Data Structures and Algorithms

spring 2024

Adding elements to list

When an element is added to the end of a list, the time needed is \(O(1)\) or \(O(n)\) depending on whether the memory area reserved for the list has room for the new element or not. If there is no room, a new, bigger memory area is reserved and all the elements are copied there from the old memory area.

Although the worst case time complexity is \(O(n)\), it can be shown that the average case time complexity is \(O(1)\) with an appropriate method of memory reservation. One such method is to double the reserved memory area whenever more memory is needed.

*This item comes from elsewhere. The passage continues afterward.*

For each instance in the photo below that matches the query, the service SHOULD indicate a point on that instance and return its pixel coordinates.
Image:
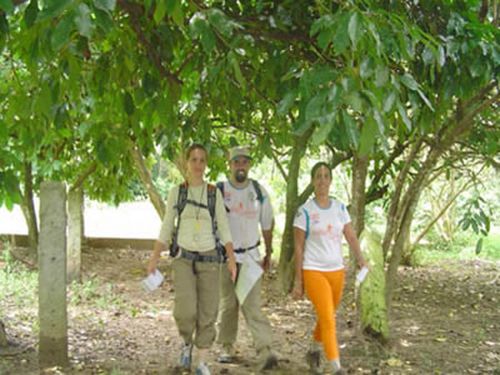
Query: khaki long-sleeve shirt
(195, 230)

Consider a situation, where the list contains \(n\) elements and it was just moved to a new memory area. That last relocation moved \(n\) elements, the one before that moved \(n/2\) elements, the one before that moved \(n/4\) elements, etc.. Thus the total number of element moves is:

\[n+n/2+n/4+n/8+\dots < 2n = O(n).\]

Because \(n\) elements have been added to the list and the total number of moves is \(O(n)\), the number of moves per element addition is \(O(1)\) on average.

More generally, if the size of the memory area is multiplied by \(c\) with each expansion, the number of moves is

\[n+n/c+n/c^2+n/c^3+\dots = O(n),\]

where \(c\) is any constant bigger than \(1\). The constant \(c\) controls a tradeoff between efficiency and memory use. A bigger \(c\) means that there is less copying and more memory reserved but unused.

Python implementation

We can study the memory use of a Python list with the following code:

import sys

n = 100

numbers = []
old_size = 0

for i in range(n):
    new_size = sys.getsizeof(numbers)

    if new_size != old_size:
        print(len(numbers), new_size)
        old_size = new_size

    numbers.append(1)

The code uses the function sys.getsizeof that returns the memory used by the given object in bytes. The code creates an empty list and then adds elements to the list one at a time. Whenever the memory usage changes, the code prints out the length and memory use of the list.

In the test computer (CPython 3.10.6), the code prints:

0 56
1 88
5 120
9 184
17 248
25 312
33 376
41 472
53 568
65 664
77 792
93 920

This shows that an empty list requires 56 bytes of memory, and that each additional element needs 8 bytes. The memory usage grows when the number of elements grows to 1, 5, 9, 17, 25, etc.. For example, when the element count reaches 17, the new memory usage is 248 bytes and there is room for (248 - 56) / 8 = 24 elements. Thus the next expansion happens when the element count reaches 25.

Studying the list implementation in CPython shows that the number of elements that fit in the new memory area is \(n + \lfloor n/8 \rfloor + 6\) rounded down to the nearest multiple of 4, where $n$ is the element count that triggered the expansion. For example when \(n=17\), the formula evaluates to \(17+\lfloor 17/8 \rfloor + 6 = 25\) and the nearest multiple of 4 is \(24\). This means that the memory size changes approximately by the factor $9/8$ in each expansion.